Data Analyst Associate Certification

Task 1 - clean data, find null values, match to description:

Values for claim_id match the description, there are no missing values.

Values for time_to_close match the description. There are no negative values. There are no null values.

Values for claim_amount are in the currency of Brazil. The 'R$' has been removed and values were converted from data type 'string' to data type 'float' then rounded to two decimal places to match the description. There are no null values.

Values for amount_paid were converted from data type 'string' to data type 'float' then rounded to two decimal places to match the description. There were 36 counts of missing data. These values have been replaced with the median amount_paid.

Values for location match the description. There are no typos. There are no null values.

Values for individuals_on_claim match the description. There are no missing values.

Values for linked_cases contained 26 counts of missing data. These missing values have been replaced by 'FALSE' and now match the description.

Values for cause must be one of "vegetable", "meat", or "unknown". There were 14 cases where the values were "Meat" and 16 cases where the values were "VEGETABLES". They have been replaced with the appropriate corresponding values and now match the description. There are no null values.

Task 2 - find which location has the most claims, if claims are balanced across locations:

Location 'RECIFE' has the most claims with a count of 885.

The number of claims are not balanced across locations. 'RECIFE' has the most claims at 885. 'SAO LUIS' has the second most claims at 517. 'FORTALEZA' has the third most claims at 311. 'NATAL' has the least claims at 287.

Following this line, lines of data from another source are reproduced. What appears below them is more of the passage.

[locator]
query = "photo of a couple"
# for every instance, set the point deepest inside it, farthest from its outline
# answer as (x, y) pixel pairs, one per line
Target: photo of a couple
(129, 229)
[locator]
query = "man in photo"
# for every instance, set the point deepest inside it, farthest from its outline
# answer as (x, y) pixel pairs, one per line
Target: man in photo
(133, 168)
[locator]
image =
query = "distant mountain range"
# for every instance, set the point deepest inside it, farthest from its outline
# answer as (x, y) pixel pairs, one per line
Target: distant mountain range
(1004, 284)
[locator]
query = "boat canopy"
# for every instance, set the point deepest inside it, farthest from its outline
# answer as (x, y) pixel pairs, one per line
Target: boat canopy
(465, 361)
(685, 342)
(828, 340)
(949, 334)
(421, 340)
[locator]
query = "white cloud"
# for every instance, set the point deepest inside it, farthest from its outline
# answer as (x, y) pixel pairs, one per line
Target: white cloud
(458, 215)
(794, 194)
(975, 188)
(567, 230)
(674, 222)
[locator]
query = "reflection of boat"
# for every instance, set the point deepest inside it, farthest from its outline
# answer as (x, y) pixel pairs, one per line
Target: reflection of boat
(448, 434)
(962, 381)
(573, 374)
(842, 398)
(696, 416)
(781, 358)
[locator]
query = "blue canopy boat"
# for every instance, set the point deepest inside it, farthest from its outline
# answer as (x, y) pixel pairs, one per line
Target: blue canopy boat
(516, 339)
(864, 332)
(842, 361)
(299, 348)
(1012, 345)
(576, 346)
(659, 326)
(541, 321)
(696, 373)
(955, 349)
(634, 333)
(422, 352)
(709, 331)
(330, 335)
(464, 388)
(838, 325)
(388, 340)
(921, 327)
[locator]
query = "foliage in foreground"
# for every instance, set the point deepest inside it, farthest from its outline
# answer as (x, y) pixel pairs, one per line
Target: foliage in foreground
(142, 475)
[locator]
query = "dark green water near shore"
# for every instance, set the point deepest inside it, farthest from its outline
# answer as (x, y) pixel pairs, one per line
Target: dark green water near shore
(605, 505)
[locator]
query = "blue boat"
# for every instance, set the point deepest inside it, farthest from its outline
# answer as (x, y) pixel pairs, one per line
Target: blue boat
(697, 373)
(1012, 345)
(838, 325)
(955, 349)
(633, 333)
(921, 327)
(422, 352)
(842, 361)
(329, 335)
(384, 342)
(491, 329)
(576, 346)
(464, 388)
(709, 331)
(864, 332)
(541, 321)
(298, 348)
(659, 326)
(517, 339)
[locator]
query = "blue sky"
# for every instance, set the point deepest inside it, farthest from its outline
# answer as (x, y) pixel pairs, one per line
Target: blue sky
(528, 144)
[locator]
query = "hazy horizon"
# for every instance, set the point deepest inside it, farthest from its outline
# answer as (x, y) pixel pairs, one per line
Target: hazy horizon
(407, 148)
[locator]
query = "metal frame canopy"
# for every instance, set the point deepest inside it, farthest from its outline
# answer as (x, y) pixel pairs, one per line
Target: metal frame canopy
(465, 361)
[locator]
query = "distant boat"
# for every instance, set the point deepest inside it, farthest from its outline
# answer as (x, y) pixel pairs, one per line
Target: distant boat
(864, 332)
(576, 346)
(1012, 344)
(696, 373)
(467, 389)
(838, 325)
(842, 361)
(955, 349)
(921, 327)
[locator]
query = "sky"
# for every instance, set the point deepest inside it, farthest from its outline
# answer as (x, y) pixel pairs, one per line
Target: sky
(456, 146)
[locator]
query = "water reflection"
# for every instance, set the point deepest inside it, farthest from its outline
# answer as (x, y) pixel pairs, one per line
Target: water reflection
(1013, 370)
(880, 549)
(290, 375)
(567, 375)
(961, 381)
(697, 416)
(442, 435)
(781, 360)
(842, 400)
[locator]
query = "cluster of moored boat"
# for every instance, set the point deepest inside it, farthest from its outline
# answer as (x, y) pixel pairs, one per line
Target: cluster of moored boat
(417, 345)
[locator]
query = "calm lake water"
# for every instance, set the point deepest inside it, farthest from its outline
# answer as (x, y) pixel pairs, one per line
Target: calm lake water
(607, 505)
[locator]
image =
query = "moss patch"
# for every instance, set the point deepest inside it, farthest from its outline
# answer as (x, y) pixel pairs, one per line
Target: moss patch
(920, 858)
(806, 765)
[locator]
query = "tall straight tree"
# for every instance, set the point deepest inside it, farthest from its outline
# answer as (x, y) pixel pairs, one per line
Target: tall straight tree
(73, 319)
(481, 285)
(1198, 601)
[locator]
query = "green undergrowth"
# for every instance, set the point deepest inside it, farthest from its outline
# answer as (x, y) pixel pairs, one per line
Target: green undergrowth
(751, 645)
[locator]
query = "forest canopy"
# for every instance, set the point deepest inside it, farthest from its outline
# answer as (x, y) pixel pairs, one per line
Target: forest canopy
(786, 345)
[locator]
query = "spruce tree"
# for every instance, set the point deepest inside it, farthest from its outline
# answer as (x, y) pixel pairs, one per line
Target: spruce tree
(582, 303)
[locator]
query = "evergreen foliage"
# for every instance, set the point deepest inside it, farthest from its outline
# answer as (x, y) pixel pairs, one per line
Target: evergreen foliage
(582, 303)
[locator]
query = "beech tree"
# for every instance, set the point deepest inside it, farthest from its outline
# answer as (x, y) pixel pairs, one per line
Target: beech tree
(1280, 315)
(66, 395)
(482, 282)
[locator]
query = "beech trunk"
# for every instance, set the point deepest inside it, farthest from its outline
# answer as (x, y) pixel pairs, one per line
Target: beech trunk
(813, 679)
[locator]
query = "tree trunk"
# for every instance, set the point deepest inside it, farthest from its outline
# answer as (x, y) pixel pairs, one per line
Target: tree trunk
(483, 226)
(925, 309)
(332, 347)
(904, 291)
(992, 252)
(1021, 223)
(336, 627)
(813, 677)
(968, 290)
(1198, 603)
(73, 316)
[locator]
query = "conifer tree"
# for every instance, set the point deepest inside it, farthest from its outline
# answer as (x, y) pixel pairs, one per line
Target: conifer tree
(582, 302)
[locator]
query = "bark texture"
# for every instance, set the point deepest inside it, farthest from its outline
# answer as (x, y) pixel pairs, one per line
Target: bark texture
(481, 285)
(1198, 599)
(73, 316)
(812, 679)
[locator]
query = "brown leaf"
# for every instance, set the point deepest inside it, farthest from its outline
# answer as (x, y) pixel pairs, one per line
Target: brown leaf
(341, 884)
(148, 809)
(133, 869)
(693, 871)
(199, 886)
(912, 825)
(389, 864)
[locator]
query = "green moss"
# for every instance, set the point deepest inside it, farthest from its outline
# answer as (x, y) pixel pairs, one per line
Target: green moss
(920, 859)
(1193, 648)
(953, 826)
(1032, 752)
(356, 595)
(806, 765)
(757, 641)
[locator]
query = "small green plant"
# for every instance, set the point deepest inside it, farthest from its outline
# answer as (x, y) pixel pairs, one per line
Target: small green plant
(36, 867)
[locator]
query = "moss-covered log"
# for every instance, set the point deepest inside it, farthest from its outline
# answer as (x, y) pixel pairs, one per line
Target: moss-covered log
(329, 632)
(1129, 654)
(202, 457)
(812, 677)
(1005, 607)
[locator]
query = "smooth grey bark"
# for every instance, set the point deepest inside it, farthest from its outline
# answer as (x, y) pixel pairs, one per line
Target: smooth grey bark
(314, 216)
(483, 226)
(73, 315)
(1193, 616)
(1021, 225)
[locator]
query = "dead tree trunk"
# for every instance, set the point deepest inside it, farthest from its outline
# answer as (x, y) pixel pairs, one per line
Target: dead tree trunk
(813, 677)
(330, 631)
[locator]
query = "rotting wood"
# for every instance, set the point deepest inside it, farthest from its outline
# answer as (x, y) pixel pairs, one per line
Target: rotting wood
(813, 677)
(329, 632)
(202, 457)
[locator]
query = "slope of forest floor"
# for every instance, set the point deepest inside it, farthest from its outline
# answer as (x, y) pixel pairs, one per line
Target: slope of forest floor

Task 3 - describe the distribution of time to close for all claims:

The distribution of time-to-close for all claims maintains a positively skewed distribution with a mean of 185.568, a median of 179.0, and a standard deviation of 49.163. The majority of all claims get resolved within about 6 months.

Task 4 - describe relationship between time to close and location:

The time-to-close between locations are relatively balanced despite varying number of claims. The overall average time-to-close is 185.56 days.

For 'FORTALEZA' which holds 15.55% of total claims (311), about 43% of these claims take longer than the overall average time-to-close. It has a minimum time-to-close of 76 days and a maximum of 453 days. The first quartile, median, and third quartiles are 157.0, 180.0 and 205.5 days, respectively.

For 'NATAL' which holds 14.35% of total claims (287), about 38% of these claims take longer than the overall average time-to-close. It has a minimum time-to-close of 93 days and a maximum of 361 days. Natal has the lowest maximum time-to-close. The first quartile, median, and third quartiles are 157.0, 179.0 and 205.5 days, respectively.

For 'RECIFE' which holds 44.25% of total claims (885), about 38% of these claims take longer than the overall average time-to-close. It has a minimum time-to-close of 82 days and a maximum of 427 days. The first quartile, median, and third quartiles are 157.0, 178.0 and 203.0 days, respectively.

For 'SAO LUIS' which holds 25.85% of total claims (517), about 39% of these claims take longer than the overall average time-to-close. It has a minimum time-to-close of 84 days and a maximum of 518 days. Sao Luis has the highest maximum time-to-close. The first quartile, median, and third quartiles are 161.0, 179.0 and 205.0 days, respectively.

The average time-to-close is roughly the same for each location:

RECIFE = 184.61 days

FORTALEZA = 185.31 days

NATAL = 185.93 days

SAO LUIS = 187.17 days